Originally Posted by geala
Your critisism has some merits, I also have problems with being immediately in the middle of everything or the saviour of the world. For example I never could accept being the person in PoE2 (I did not play PoE1) and following a weird god while exploring a Caribbean holiday area. Or being the Dragonborn in Skyrim or a searching farther in Fallout 4.

You should play PoE1 then. Not only is it a great game but it starts off from a very grounded place and the stakes never get to world-threatening level. Plus if you play it it becomes way easier to see why come 2 you're the one who gets tasked with chasing Eothas.

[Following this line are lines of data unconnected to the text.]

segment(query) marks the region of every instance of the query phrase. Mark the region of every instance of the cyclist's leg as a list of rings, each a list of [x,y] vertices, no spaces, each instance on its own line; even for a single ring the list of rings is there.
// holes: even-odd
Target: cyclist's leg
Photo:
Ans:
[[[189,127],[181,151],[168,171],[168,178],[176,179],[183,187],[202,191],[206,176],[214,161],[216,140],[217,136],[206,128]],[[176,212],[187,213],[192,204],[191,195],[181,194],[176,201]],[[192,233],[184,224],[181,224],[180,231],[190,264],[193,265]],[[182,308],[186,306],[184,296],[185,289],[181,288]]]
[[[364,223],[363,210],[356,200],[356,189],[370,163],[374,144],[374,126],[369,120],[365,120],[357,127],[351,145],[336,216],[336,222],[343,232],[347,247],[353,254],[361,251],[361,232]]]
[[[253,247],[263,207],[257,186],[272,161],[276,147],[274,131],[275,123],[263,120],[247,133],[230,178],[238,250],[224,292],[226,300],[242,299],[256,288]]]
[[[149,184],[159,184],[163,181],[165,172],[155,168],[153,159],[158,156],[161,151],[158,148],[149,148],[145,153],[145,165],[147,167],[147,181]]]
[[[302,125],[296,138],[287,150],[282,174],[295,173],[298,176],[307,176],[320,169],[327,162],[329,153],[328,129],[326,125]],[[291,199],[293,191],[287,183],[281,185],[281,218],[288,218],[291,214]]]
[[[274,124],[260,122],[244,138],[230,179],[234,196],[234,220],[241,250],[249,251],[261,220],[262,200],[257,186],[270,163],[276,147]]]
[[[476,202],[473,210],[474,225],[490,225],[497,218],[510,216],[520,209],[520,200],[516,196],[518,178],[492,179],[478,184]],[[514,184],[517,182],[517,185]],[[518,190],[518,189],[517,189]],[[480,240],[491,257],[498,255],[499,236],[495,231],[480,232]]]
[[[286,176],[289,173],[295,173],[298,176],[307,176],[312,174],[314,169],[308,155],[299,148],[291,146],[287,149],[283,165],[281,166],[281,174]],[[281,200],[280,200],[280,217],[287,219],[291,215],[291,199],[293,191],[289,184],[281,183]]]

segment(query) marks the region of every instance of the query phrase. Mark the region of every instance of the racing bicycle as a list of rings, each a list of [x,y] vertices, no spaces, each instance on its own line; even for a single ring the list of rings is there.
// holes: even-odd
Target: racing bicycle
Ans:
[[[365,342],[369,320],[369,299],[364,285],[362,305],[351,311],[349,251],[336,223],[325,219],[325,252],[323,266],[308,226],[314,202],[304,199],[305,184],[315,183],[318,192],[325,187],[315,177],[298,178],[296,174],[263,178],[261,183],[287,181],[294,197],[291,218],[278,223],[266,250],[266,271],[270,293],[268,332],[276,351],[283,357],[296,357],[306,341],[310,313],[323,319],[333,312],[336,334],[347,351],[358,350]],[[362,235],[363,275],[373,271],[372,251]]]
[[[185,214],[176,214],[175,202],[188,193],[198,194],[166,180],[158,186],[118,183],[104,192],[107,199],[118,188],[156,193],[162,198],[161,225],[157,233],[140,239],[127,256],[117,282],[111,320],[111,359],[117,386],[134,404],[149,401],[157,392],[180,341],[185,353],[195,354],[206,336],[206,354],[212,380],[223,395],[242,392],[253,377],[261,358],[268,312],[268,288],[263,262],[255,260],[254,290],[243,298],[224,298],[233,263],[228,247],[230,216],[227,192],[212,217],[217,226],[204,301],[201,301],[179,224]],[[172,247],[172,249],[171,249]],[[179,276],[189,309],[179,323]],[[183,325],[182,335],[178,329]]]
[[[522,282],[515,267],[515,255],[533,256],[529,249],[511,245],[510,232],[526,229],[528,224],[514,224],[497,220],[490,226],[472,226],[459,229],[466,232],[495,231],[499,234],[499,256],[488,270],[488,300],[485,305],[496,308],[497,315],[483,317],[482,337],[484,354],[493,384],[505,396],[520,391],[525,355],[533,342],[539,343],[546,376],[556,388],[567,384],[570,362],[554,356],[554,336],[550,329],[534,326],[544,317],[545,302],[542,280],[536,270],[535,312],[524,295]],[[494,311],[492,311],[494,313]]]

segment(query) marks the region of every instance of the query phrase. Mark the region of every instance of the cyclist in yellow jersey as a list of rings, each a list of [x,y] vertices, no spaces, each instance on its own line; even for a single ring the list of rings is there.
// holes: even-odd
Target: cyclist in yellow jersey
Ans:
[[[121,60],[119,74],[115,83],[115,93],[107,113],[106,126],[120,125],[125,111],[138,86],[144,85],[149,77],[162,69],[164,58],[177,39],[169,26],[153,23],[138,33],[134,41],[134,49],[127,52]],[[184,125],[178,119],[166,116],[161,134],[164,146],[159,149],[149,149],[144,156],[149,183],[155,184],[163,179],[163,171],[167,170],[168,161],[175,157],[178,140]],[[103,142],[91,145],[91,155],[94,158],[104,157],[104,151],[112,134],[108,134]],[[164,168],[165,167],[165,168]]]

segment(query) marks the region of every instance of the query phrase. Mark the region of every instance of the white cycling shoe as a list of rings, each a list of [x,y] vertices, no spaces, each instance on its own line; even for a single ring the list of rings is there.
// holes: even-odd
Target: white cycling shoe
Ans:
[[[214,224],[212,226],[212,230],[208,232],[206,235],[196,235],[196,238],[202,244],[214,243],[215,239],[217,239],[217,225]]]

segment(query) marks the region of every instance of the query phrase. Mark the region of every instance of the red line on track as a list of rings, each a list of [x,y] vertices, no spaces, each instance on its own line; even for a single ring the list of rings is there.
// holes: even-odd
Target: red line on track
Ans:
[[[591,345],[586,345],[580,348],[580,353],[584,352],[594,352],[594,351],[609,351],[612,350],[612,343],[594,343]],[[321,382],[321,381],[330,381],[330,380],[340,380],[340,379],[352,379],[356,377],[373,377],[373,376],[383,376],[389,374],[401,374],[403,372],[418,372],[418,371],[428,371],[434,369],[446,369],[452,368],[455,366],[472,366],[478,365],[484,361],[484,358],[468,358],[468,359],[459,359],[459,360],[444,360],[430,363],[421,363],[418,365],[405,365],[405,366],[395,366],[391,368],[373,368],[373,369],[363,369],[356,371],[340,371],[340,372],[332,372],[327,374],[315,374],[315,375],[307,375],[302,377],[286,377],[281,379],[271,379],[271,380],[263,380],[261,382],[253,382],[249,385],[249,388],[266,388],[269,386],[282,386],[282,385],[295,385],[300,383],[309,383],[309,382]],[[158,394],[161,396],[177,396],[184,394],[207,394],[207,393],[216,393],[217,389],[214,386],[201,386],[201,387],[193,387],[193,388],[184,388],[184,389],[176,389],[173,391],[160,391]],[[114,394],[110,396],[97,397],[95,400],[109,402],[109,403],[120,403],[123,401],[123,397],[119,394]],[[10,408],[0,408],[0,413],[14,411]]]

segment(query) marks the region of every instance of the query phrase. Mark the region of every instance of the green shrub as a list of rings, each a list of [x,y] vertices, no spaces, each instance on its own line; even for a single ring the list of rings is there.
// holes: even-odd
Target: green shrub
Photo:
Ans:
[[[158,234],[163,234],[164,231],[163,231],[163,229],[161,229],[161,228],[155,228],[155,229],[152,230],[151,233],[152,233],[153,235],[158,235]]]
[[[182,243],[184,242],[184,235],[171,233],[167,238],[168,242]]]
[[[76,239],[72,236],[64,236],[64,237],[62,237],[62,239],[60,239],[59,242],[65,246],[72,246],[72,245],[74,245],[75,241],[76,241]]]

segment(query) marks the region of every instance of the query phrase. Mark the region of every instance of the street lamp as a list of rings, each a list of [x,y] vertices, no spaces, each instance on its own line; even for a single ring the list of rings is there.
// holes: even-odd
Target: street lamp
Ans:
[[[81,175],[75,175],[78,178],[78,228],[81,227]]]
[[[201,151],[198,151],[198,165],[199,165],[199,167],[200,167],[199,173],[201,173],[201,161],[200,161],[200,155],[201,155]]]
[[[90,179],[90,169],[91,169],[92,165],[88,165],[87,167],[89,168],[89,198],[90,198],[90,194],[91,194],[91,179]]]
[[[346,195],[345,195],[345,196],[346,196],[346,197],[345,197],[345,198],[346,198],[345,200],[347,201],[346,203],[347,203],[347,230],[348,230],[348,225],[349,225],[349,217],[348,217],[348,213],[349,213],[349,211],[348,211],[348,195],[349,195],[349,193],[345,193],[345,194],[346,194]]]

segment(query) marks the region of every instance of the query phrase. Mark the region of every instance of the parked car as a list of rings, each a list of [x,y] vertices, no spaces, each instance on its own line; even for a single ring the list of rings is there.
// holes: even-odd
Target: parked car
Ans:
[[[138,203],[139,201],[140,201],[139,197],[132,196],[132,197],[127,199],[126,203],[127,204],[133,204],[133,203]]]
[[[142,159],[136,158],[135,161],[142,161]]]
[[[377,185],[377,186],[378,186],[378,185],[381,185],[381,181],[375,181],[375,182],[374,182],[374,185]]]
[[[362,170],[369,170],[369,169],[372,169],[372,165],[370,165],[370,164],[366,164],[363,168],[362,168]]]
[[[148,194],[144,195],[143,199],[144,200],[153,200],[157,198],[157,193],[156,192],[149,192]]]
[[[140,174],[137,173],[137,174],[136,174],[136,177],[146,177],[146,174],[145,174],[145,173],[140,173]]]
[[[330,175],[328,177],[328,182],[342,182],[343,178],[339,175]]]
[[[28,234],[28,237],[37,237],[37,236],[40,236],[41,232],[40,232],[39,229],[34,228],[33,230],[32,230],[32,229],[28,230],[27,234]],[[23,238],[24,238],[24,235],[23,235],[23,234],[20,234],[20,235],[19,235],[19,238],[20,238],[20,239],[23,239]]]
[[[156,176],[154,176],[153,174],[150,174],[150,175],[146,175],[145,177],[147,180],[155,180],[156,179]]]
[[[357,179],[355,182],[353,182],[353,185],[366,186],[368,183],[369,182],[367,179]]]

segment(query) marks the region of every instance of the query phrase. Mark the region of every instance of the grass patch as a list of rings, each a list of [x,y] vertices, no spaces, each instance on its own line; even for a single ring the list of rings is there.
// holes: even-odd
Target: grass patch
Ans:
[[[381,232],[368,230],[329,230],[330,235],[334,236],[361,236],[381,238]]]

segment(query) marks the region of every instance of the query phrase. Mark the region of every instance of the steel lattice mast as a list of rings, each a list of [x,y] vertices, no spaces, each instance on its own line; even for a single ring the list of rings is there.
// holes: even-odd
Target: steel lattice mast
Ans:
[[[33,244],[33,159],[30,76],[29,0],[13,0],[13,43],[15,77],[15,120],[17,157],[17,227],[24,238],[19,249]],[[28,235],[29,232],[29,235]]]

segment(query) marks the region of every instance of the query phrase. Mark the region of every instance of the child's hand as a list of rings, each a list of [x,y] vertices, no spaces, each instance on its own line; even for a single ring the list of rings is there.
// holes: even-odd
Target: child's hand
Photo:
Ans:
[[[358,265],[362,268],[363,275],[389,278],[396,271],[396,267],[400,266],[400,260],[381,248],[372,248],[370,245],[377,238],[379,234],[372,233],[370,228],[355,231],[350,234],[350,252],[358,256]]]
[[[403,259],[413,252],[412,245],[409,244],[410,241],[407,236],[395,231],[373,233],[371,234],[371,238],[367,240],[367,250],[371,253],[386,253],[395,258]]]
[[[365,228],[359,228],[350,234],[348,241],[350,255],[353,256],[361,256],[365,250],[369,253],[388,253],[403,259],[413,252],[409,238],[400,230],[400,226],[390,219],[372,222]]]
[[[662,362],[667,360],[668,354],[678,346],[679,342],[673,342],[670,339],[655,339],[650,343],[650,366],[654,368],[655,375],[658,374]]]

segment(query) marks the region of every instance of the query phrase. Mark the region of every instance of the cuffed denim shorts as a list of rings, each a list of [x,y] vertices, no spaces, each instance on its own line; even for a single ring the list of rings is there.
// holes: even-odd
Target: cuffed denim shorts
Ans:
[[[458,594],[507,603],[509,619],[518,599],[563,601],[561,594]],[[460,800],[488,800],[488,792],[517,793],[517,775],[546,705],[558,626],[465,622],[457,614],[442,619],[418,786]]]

In general with regard to the story of the game I agree with Turnip though. The game goes to hard too soon. It would have been better to start with a slower burn, more mystery. Instead it throws so much at us right away that it makes it hard to fully buy into the low key stuff happening in the beginning of act 1. I think the problem with showing the big stuff at the start is that our PC is the one experiencing it. I think it could have worked if we were seeing purely from another character's perspective. It's like Star Wars, the first one. We open with a pretty frenetic and action-packed openning that presents how big the ultimate conflict of the universe is, but then we move to the perspective of a simple farmboy who doesn't really know about all that. We the audience know what's out there, but our viewpoint character doesn't, which helps to keep them grounded and allows us to feel the impact of their escalation while also letting us the audience feel excited for when they experience the larger world we know is waiting for them. It creates a dramatic tension. BG3 doesn't build that tension because our character has already experienced it, and we don't even get to express our feelings about it all that much. We get to talk about the tadpole somewhat, but our character went to Hell, that should ellicit some reaction.